Spotting Danger in Your Backyard:
Using a trampoline is supposed to be fun. Children laugh and get more excited with each jump and tumble. While the popularity of trampolines among 8- to 15-year-olds is growing, many people are unaware that playing on trampolines can result in serious injuries including fractures, dislocations, muscle damage, and broken legs. Even worse, some trampoline injuries damage the neck or spinal cord, which can result in permanent paralysis.
Why are trampolines so dangerous? Part of the reason is the tremendous power generated when people jump on them. For example, an activity such as launching involves multiple people on the trampoline at once, creating an energy force strong enough to send a full-grown person five feet in the air. This energy force can also literally catapult a person off the equipment or send someone high enough to come crashing back down on another person.
The growing trend in trampoline use is leading to more injuries every year. The U.S. Consumer Product Safety Commission showed that the number of trampoline-related injuries treated in hospital emergency rooms had grown from 19,000 in 1976 to 91,870 injuries in 2001 (the latest statistics available). Because of the potential for injury, many groups including the American Academy of Pediatrics recommend against the use of trampolines at home.

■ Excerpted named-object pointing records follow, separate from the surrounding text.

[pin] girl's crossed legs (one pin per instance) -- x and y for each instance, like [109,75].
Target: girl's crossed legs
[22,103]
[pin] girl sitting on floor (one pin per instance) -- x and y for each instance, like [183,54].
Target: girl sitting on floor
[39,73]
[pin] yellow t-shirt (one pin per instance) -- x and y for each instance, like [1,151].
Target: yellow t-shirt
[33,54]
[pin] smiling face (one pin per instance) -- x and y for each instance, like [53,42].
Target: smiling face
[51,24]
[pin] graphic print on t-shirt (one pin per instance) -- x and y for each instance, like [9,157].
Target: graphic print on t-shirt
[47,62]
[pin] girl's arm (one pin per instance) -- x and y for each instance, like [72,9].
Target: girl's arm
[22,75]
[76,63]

However, for people who do choose to have a trampoline, the following guidelines from the American Association of Orthopedic Surgeons may help prevent injuries:
- Make sure adults are present to supervise.

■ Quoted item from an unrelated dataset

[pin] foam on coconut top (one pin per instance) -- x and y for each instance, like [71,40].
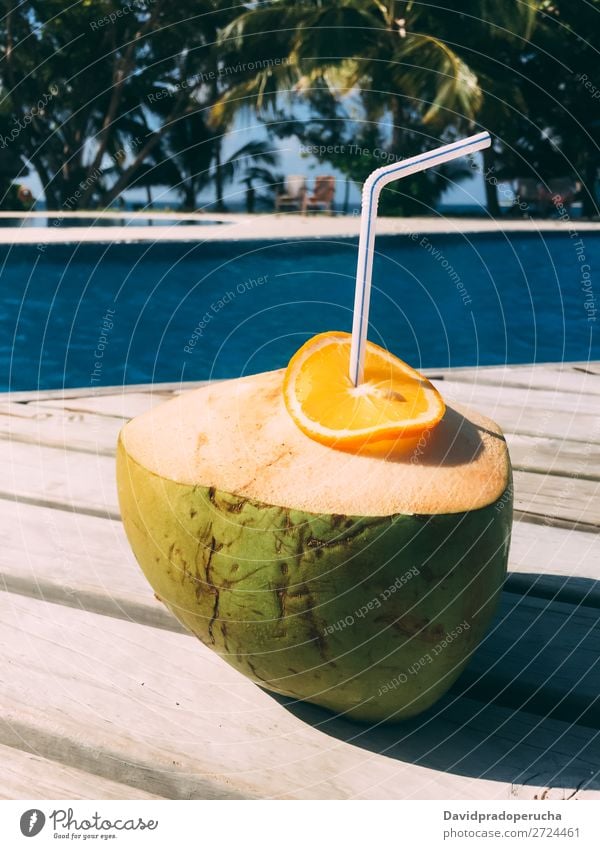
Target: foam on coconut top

- Limit jumpers to one at a time.
- Post adult spotters around the trampoline to guard against falls.
- Use adequate protective padding for the trampoline's supporting bars, springs, and surrounding landing surfaces.
- Use protective equipment for somersaults and other high-risk maneuvers.
- Make sure the trampoline frame and mat are in good condition.
- Use a trampoline in well-lighted areas.
- Disable trampoline when not in use.